Architecture critic Christopher Hawthorne's exploration of Southern California boulevards in the LA Times continues down in Orange County. Harbor Boulevard, which unrolls north and south for 23 miles between La Habra and Costa Mesa — without ever making it to a harbor or the ocean — has been the locale of OC culture and political skirmishes over most of a century, he writes: "Ku Klux Klansmen and the wives and daughters of striking citrus workers have played key roles in Harbor's most dramatic public spectacles. So have Abbie Hoffman's Yippies, who swarmed Disneyland in 1970 and planted a Viet Cong flag on Tom Sawyer Island. These flash points have come irregularly, spasms of violence or protest theater on an otherwise buttoned-up boulevard. But the relationship between Harbor's physical character and its political history is closer than you might guess."
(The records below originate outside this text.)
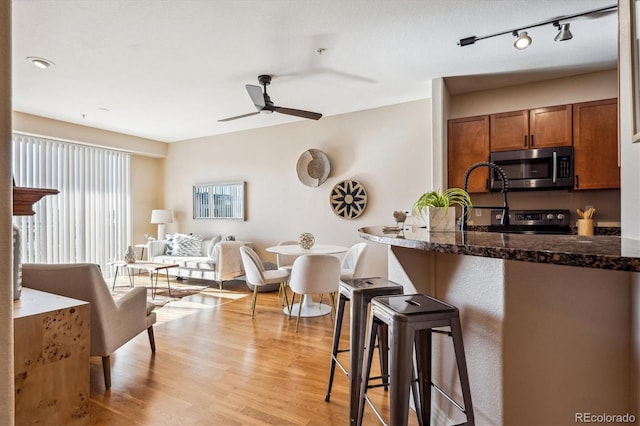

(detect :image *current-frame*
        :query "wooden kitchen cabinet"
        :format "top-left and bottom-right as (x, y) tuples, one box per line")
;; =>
(573, 98), (619, 190)
(448, 115), (490, 193)
(490, 104), (573, 151)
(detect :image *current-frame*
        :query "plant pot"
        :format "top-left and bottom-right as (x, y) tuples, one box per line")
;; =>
(425, 206), (456, 232)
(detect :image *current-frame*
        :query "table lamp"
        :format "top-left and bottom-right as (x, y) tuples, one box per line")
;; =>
(150, 209), (173, 241)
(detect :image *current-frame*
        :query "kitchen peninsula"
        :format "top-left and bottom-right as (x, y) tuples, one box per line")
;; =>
(359, 226), (637, 426)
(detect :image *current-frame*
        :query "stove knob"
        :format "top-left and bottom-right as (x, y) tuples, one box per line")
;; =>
(546, 214), (554, 220)
(557, 213), (565, 220)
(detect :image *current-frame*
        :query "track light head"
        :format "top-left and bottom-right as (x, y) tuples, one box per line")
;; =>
(554, 22), (573, 41)
(513, 31), (532, 50)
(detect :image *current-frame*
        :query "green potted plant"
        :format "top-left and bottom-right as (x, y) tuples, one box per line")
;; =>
(412, 188), (473, 231)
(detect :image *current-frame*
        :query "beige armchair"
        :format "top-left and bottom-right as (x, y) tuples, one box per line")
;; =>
(22, 263), (156, 390)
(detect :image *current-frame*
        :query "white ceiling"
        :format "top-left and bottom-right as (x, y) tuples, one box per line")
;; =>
(12, 0), (618, 143)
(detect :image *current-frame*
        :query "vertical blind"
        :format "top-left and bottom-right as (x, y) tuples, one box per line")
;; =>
(12, 133), (131, 274)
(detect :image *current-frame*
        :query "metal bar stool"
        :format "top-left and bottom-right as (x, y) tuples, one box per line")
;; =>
(325, 277), (404, 426)
(358, 294), (474, 426)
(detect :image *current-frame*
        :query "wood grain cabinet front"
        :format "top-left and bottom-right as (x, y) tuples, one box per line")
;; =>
(14, 289), (90, 425)
(447, 115), (490, 193)
(490, 104), (572, 152)
(572, 98), (619, 190)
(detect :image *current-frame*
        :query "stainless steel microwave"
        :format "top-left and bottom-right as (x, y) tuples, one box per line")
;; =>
(489, 146), (574, 190)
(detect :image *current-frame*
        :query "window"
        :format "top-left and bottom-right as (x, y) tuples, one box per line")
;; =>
(12, 133), (131, 274)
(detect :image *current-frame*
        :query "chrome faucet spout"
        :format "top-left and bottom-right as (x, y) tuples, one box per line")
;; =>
(461, 162), (510, 232)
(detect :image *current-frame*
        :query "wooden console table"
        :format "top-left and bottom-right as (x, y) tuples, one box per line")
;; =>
(14, 288), (90, 425)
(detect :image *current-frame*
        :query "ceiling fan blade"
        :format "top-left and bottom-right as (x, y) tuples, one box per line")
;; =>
(245, 85), (265, 109)
(217, 111), (260, 122)
(273, 106), (322, 120)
I had no idea. Nice line: Harbor Boulevard's architecture, "largely anonymous and inward-looking, is marked by a studied blandness...that recipe has produced on Harbor a feeling of unnatural civility — the architectural equivalent of a forced smile."
Reaching to trend-ify small glimmers of change in the ways locals use their boulevards is the underlying pretext for the series, but the OC tests even Hawthorne's wishful optimism.
Even as the boulevards of Los Angeles have begun a remarkable transformation, opening themselves up to pedestrians and cyclists and chipping away at the dominance of the car, much of Harbor looks just as it did decades ago.
There is no equivalent on Harbor of the expanding light-rail network that is remaking Los Angeles. Although the Anaheim City Council has tentatively endorsed a streetcar system linking Disneyland with a planned transit center near Anaheim Stadium, for now — and for many years to come — the only rail service you'll see along this part of Harbor is the theme park's own monorail, which sweeps briefly into view on an elevated track.
The package includes the nice Times graphics and personal video by Hawthorne that have accompanied all the boulevards pieces. Photos are by the Times veteran Luis Sinco.